I bank at wells fargo, the only information that "comes back" to the check writer is an image of the cashed check... and I don't put any account number on the back with my quickly scribbled endorsement, that is the new way... a mobile deposit with my cell phone, the check goes into my desk drawer, no personal info at all.

I would be worried that the $10 check would cost me $25 in a returned check fee if it bounces!


----------



## Mars Troll Number 4 (Oct 30, 2015)

LAuberX said:


> I bank at wells fargo, the only information that "comes back" to the check writer is an image of the cashed check... and I don't put any account number on the back with my quickly scribbled endorsement, that is the new way... a mobile deposit with my cell phone, the check goes into my desk drawer, no personal info at all.
> 
> I would be worried that the $10 check would cost me $25 in a returned check fee if it bounces!

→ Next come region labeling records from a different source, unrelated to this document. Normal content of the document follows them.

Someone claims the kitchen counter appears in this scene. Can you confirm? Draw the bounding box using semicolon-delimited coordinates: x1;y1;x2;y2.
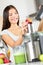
10;62;43;65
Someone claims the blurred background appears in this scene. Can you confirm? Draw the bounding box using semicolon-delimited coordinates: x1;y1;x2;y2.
0;0;43;31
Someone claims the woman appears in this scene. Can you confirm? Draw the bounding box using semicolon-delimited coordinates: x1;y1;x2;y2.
2;5;28;62
38;19;43;32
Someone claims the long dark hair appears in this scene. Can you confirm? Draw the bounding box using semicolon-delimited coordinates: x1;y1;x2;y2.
2;5;19;30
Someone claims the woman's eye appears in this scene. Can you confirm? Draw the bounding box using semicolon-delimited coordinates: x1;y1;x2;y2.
14;12;18;14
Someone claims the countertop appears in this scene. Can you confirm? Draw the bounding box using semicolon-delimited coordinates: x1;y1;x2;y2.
10;62;43;65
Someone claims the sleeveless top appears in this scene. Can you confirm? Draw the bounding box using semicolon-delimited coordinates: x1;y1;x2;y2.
1;29;25;62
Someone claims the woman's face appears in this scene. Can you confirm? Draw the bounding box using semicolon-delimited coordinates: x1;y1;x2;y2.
9;8;19;24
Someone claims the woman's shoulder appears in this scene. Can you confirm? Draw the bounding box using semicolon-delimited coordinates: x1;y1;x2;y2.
0;29;7;35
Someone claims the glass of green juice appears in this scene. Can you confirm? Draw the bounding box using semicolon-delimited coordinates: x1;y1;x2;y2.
14;53;26;64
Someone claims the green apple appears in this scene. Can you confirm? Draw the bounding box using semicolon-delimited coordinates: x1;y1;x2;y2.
0;58;4;64
39;54;43;62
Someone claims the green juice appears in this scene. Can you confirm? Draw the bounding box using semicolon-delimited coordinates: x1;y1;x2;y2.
14;54;26;64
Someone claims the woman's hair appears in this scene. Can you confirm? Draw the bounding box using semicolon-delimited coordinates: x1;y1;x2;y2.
2;5;19;30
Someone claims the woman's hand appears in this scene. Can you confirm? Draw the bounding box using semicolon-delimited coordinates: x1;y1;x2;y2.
22;22;28;35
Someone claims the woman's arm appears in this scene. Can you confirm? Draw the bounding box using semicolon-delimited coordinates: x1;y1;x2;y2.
2;34;23;47
38;20;43;31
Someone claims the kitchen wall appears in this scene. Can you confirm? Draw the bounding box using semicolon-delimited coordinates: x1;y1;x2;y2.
0;0;37;32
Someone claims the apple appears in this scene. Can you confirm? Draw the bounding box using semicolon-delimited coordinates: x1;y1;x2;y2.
3;58;10;63
0;58;4;64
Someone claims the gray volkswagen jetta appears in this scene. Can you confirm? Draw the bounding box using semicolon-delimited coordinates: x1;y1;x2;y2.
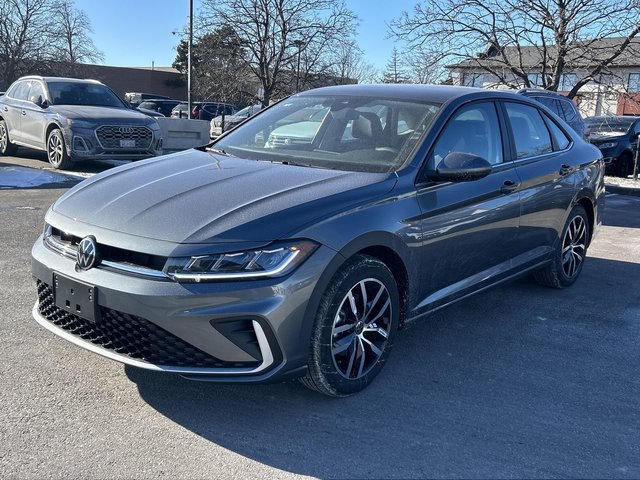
33;85;604;396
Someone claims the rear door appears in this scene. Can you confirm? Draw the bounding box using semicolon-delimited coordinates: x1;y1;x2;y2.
414;101;520;314
503;101;579;263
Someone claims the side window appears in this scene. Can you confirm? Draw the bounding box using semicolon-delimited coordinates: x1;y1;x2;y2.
29;82;45;103
433;102;502;168
560;100;579;122
505;102;553;158
10;81;29;100
544;115;571;150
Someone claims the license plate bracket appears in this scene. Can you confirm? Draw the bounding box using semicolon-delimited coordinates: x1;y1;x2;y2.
53;273;98;322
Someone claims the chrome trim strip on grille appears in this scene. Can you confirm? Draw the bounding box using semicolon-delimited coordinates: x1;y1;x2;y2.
31;301;273;375
43;230;169;279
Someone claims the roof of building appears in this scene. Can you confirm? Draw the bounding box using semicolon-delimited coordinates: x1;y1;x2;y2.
447;37;640;69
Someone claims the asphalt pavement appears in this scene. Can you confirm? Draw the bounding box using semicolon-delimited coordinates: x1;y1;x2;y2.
0;157;640;478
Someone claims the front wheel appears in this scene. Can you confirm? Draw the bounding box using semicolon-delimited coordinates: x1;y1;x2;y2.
301;255;400;397
533;205;590;288
0;120;18;156
47;128;73;170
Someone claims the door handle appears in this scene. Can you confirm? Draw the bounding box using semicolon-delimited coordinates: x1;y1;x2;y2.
500;180;520;194
560;165;571;177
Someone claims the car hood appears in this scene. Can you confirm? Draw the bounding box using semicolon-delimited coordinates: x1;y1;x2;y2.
52;150;396;244
49;105;149;125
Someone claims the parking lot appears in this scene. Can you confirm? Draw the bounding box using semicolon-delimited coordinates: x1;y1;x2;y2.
0;152;640;478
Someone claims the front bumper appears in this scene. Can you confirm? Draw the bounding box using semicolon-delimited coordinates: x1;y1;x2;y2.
32;237;335;382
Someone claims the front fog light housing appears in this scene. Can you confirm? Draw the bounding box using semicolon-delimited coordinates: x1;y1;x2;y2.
163;240;318;282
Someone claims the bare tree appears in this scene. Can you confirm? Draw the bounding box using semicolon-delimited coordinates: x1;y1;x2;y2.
382;47;409;83
391;0;640;97
0;0;55;89
201;0;356;105
0;0;102;89
331;40;380;84
53;0;104;74
173;26;255;105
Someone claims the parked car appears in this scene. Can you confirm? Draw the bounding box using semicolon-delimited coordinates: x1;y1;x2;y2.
124;92;171;108
586;116;640;178
138;98;183;117
171;102;236;121
209;103;262;138
0;76;162;169
136;107;166;118
32;85;604;396
517;88;590;141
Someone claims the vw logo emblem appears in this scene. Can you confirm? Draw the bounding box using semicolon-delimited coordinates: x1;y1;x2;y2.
76;236;98;270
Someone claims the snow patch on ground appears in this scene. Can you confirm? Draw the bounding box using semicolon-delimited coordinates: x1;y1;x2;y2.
0;165;80;189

Never take a questionable check to a bank, take it to a check cashing place. Any check that you get in this business..i would give it a 50/50 shot of being a good check.

50/50 chance 
of being out $3
or getting the remainder of the check out in cash

That's a lot better then risking a returned check fee. Given that ... in all honesty... half of them are crap.. this is your best bet.


----------



## MikesUber (Oct 23, 2015)

"PayPal me" send it to this (junk) email


----------